Angular: mixing ng-repeat, arrays, and objects with ids

I have a collection of items which I'm using with ng-repeat and filtering.

Each item has a unique Id, and is stored in an array:

[ {id: 387, name: "hello"}, {id: 2878, name: "world"}, ...]

But now I need to reference these objects by their unique id instead of array index (as well as use ng-repeat with filters).

So I tried using a sparse array:

array[387] = {name: "hello"}; array[2878] = {name: "world"}...

But ng-repeat craps itself because it sees 'duplicate' undefined keys. (I also tried using 'track by' but ng-repeat still didn't like it).

I can't use an object with ng-repeat because filters don't work.

Soooo, how can I both use ng-repeat with filters, and be able to reference the items by id? The only option I can think of is to have a second data structure to map id's to indexes.

Thanks for your help!

Chris.

Upvotes: 0

Views: 884

Answers (3)

Alagarasan M
Alagarasan M

Reputation: 907

Try this:

'track by $index'

ng-repeat="name in Lists track by $index"

Upvotes: 1

wayne
wayne

Reputation: 3410

I can see your ids are integer. angular filters not working because angular use string comparison for number.

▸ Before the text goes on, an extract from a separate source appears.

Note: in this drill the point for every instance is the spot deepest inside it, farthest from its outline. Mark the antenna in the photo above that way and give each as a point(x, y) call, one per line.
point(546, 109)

Go to the angular.js search a function name filterFilter. line 13991 for v1.2.10. Then you can use objects in your ng-repeat.

function filterFilter() {
  ...

  var search = function(obj, text){
  if (typeof text == 'string' && text.charAt(0) === '!') {
    return !search(obj, text.substr(1));
  }
  switch (typeof obj) {
    case "boolean":
    case "number": // <-- here
                   // add return obj === text;
    case "string":
      return comparator(obj, text);
    case "object":
      switch (typeof text) {
        case "object":
          return comparator(obj, text);
        default:
          for ( var objKey in obj) {
            if (objKey.charAt(0) !== '$' && search(obj[objKey], text)) {
              return true;
            }
          }
          break;
      }
      return false;
    case "array":
      for ( var i = 0; i < obj.length; i++) {
        if (search(obj[i], text)) {
          return true;
        }
      }
      return false;
    default:
      return false;
  }
};

Upvotes: 0

Matt Way
Matt Way

Reputation: 33179

When I need to achieve this sort of thing, I do some quick preprocessing of the data grabbed, and create the necessary lookup. For example:

var data = [
    { id: 55, name: 'some name' },
    { id: 65, name: 'another name' }
];

// create a lookup
var lookup = {};
angular.forEach(data, function(item){
    lookup[data.id] = item;        
});

You could manipulate the data any way you want here, but by referencing the actual array items, you can bind either the data or lookup (or both) to $scope, and any changes will be exhibited on both structures. Bear in mind this won't happen if you add/remove items from the array, as you need to manage the addition and removal of items from the lookup.